Ultimately you have current doing useful work and I2R including waste heat just maintaining the melt temperature. I think what you are
saying is that running the cell with the wasted electrolysis power keeping the melt hot would be more efficient. You may or may not be right. You
are right that pulsing the power would waste energy.
Let's assume instead that the controller balances the steady current against the melt temperature. That's probably the lowest electrical power for a
given rate of sodium production... But only for that level of insulation. If more insulation is removed the cell might run at higher current and less
sodium metal might be lost through diffusion. Or the cell might be unstable through hydrogen explosions.
If you have a good high current power supply it makes sense to use as much current as possible or you waste the value. Twice the sodium produced at 3
times the cost could still be more value in a given unit of time even though the sodium costs more.
Most people just trying the experiment will probably be unable to keep the melt with the electrolysis supply they have and all the insulation they can
throw at it. They need a method of melting the solid hydroxide at the start of the experiment anyway.
Optimising the process would probably benefit from several years of experimental results and a chemical engineering degree and would also look at
electrode wear, cell life, cost of new parts and number of deaths per ton of sodium produced.

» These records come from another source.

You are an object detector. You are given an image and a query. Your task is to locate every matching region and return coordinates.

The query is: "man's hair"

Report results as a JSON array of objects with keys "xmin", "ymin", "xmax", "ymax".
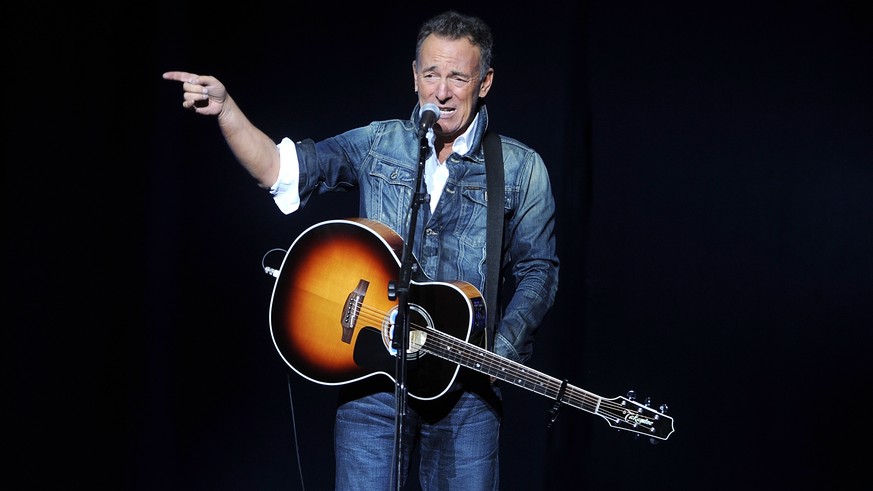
[{"xmin": 415, "ymin": 10, "xmax": 494, "ymax": 80}]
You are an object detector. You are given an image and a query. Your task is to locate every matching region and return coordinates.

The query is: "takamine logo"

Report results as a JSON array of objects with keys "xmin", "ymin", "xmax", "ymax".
[{"xmin": 624, "ymin": 411, "xmax": 654, "ymax": 426}]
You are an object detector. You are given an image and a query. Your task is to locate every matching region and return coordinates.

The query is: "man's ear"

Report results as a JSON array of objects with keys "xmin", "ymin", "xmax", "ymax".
[{"xmin": 479, "ymin": 68, "xmax": 494, "ymax": 98}]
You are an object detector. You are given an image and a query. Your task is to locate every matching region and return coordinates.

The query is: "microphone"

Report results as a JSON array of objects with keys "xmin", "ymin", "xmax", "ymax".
[{"xmin": 418, "ymin": 102, "xmax": 440, "ymax": 138}]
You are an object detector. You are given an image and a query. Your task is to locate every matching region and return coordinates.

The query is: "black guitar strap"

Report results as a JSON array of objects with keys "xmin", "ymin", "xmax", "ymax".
[{"xmin": 484, "ymin": 131, "xmax": 504, "ymax": 349}]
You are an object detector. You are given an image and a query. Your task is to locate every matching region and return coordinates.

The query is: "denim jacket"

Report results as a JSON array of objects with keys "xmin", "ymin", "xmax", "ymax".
[{"xmin": 296, "ymin": 104, "xmax": 559, "ymax": 363}]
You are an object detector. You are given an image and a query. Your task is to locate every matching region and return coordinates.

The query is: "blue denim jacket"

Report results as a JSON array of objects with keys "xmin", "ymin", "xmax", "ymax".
[{"xmin": 296, "ymin": 104, "xmax": 559, "ymax": 363}]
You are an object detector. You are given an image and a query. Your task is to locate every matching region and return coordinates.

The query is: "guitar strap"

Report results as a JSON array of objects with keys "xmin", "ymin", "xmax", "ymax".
[{"xmin": 484, "ymin": 131, "xmax": 505, "ymax": 349}]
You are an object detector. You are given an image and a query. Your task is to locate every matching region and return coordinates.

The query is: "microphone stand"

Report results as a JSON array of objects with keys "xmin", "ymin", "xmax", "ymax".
[{"xmin": 392, "ymin": 128, "xmax": 429, "ymax": 490}]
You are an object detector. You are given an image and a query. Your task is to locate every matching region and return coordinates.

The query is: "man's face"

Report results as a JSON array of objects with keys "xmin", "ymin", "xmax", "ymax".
[{"xmin": 412, "ymin": 34, "xmax": 493, "ymax": 141}]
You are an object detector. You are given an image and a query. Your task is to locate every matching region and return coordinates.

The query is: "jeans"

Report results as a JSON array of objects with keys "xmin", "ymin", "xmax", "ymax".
[{"xmin": 334, "ymin": 387, "xmax": 501, "ymax": 491}]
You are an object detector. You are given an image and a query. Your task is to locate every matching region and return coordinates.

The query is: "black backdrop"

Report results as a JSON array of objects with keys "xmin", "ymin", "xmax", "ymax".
[{"xmin": 3, "ymin": 0, "xmax": 873, "ymax": 490}]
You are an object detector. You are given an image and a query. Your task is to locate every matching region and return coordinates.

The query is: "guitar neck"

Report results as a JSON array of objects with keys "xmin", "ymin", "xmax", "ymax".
[
  {"xmin": 421, "ymin": 329, "xmax": 603, "ymax": 414},
  {"xmin": 420, "ymin": 328, "xmax": 673, "ymax": 440}
]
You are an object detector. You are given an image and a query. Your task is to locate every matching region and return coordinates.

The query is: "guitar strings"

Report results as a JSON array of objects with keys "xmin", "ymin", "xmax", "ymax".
[
  {"xmin": 348, "ymin": 305, "xmax": 624, "ymax": 419},
  {"xmin": 344, "ymin": 304, "xmax": 662, "ymax": 438}
]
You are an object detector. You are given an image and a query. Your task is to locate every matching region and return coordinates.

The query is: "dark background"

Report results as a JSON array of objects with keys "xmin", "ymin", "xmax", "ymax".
[{"xmin": 2, "ymin": 0, "xmax": 873, "ymax": 490}]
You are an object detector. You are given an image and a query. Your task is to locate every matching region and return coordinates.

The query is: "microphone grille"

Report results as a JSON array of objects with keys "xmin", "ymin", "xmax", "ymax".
[{"xmin": 418, "ymin": 102, "xmax": 440, "ymax": 121}]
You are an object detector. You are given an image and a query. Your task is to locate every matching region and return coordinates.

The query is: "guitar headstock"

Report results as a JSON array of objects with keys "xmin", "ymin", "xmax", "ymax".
[{"xmin": 596, "ymin": 390, "xmax": 674, "ymax": 440}]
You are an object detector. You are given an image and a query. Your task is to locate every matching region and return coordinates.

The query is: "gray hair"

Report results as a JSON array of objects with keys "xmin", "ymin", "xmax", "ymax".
[{"xmin": 415, "ymin": 10, "xmax": 494, "ymax": 80}]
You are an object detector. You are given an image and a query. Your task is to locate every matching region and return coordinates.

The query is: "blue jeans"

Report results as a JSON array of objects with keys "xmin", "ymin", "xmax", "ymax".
[{"xmin": 334, "ymin": 387, "xmax": 500, "ymax": 491}]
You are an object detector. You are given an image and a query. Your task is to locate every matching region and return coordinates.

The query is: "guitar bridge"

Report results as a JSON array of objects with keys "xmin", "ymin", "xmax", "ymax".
[{"xmin": 340, "ymin": 280, "xmax": 370, "ymax": 344}]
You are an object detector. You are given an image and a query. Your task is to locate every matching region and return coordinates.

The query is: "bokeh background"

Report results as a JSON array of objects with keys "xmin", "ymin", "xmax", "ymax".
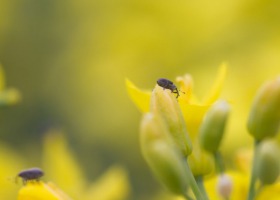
[{"xmin": 0, "ymin": 0, "xmax": 280, "ymax": 199}]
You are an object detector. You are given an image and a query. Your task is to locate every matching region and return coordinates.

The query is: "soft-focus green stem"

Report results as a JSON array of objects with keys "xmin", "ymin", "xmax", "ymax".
[
  {"xmin": 184, "ymin": 194, "xmax": 193, "ymax": 200},
  {"xmin": 214, "ymin": 151, "xmax": 225, "ymax": 174},
  {"xmin": 195, "ymin": 176, "xmax": 209, "ymax": 199},
  {"xmin": 247, "ymin": 140, "xmax": 260, "ymax": 200},
  {"xmin": 186, "ymin": 162, "xmax": 207, "ymax": 200}
]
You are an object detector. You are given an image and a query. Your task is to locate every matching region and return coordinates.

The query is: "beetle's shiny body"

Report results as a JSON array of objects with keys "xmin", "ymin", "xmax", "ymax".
[
  {"xmin": 157, "ymin": 78, "xmax": 180, "ymax": 98},
  {"xmin": 18, "ymin": 168, "xmax": 44, "ymax": 184}
]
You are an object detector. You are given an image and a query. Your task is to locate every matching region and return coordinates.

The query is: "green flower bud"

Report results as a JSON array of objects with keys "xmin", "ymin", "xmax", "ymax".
[
  {"xmin": 151, "ymin": 85, "xmax": 192, "ymax": 156},
  {"xmin": 140, "ymin": 114, "xmax": 189, "ymax": 195},
  {"xmin": 247, "ymin": 77, "xmax": 280, "ymax": 140},
  {"xmin": 199, "ymin": 100, "xmax": 230, "ymax": 153},
  {"xmin": 256, "ymin": 140, "xmax": 280, "ymax": 184},
  {"xmin": 0, "ymin": 88, "xmax": 21, "ymax": 106}
]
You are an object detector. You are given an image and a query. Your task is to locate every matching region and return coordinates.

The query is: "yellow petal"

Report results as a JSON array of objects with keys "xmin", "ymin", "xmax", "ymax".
[
  {"xmin": 202, "ymin": 63, "xmax": 227, "ymax": 105},
  {"xmin": 43, "ymin": 130, "xmax": 85, "ymax": 198},
  {"xmin": 125, "ymin": 79, "xmax": 151, "ymax": 113},
  {"xmin": 204, "ymin": 171, "xmax": 249, "ymax": 200},
  {"xmin": 179, "ymin": 102, "xmax": 210, "ymax": 139},
  {"xmin": 18, "ymin": 181, "xmax": 69, "ymax": 200},
  {"xmin": 83, "ymin": 166, "xmax": 130, "ymax": 200}
]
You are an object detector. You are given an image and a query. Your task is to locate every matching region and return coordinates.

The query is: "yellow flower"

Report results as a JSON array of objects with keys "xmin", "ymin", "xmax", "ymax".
[
  {"xmin": 126, "ymin": 64, "xmax": 227, "ymax": 176},
  {"xmin": 18, "ymin": 181, "xmax": 70, "ymax": 200},
  {"xmin": 0, "ymin": 64, "xmax": 20, "ymax": 106},
  {"xmin": 18, "ymin": 130, "xmax": 130, "ymax": 200}
]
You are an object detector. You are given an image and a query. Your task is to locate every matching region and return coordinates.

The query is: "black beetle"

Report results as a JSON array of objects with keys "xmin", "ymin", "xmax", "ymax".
[
  {"xmin": 157, "ymin": 78, "xmax": 180, "ymax": 98},
  {"xmin": 18, "ymin": 168, "xmax": 44, "ymax": 184}
]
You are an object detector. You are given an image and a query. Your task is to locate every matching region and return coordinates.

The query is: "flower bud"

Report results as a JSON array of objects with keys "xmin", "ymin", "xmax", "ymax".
[
  {"xmin": 217, "ymin": 174, "xmax": 233, "ymax": 199},
  {"xmin": 151, "ymin": 85, "xmax": 192, "ymax": 156},
  {"xmin": 247, "ymin": 77, "xmax": 280, "ymax": 140},
  {"xmin": 256, "ymin": 140, "xmax": 280, "ymax": 184},
  {"xmin": 140, "ymin": 114, "xmax": 189, "ymax": 195},
  {"xmin": 199, "ymin": 100, "xmax": 230, "ymax": 153},
  {"xmin": 18, "ymin": 181, "xmax": 70, "ymax": 200}
]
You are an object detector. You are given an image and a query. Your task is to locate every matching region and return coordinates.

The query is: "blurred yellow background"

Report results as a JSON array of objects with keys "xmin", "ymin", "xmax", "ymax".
[{"xmin": 0, "ymin": 0, "xmax": 280, "ymax": 199}]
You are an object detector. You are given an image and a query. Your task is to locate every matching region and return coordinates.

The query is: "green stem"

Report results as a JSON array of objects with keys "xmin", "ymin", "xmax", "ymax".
[
  {"xmin": 195, "ymin": 176, "xmax": 209, "ymax": 199},
  {"xmin": 214, "ymin": 151, "xmax": 225, "ymax": 174},
  {"xmin": 186, "ymin": 161, "xmax": 207, "ymax": 200},
  {"xmin": 247, "ymin": 140, "xmax": 260, "ymax": 200}
]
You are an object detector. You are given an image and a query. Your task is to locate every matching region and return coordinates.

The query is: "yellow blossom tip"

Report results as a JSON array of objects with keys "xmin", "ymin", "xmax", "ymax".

I'm starting to waffle, but my point is that it's easy to make a theoretical plan that ignores the big picture and often gets swamped by practical
problems. I succeeded in producing sodium on a small scale and failed scaling up to produce anything visible. I will probably try again knowing much
more now, but almost 2 decades on I'm not in love with going back to the fumes and sore eyes (behind goggles) bad electrical contacts and explosions
and loss of skin and everything corroding. |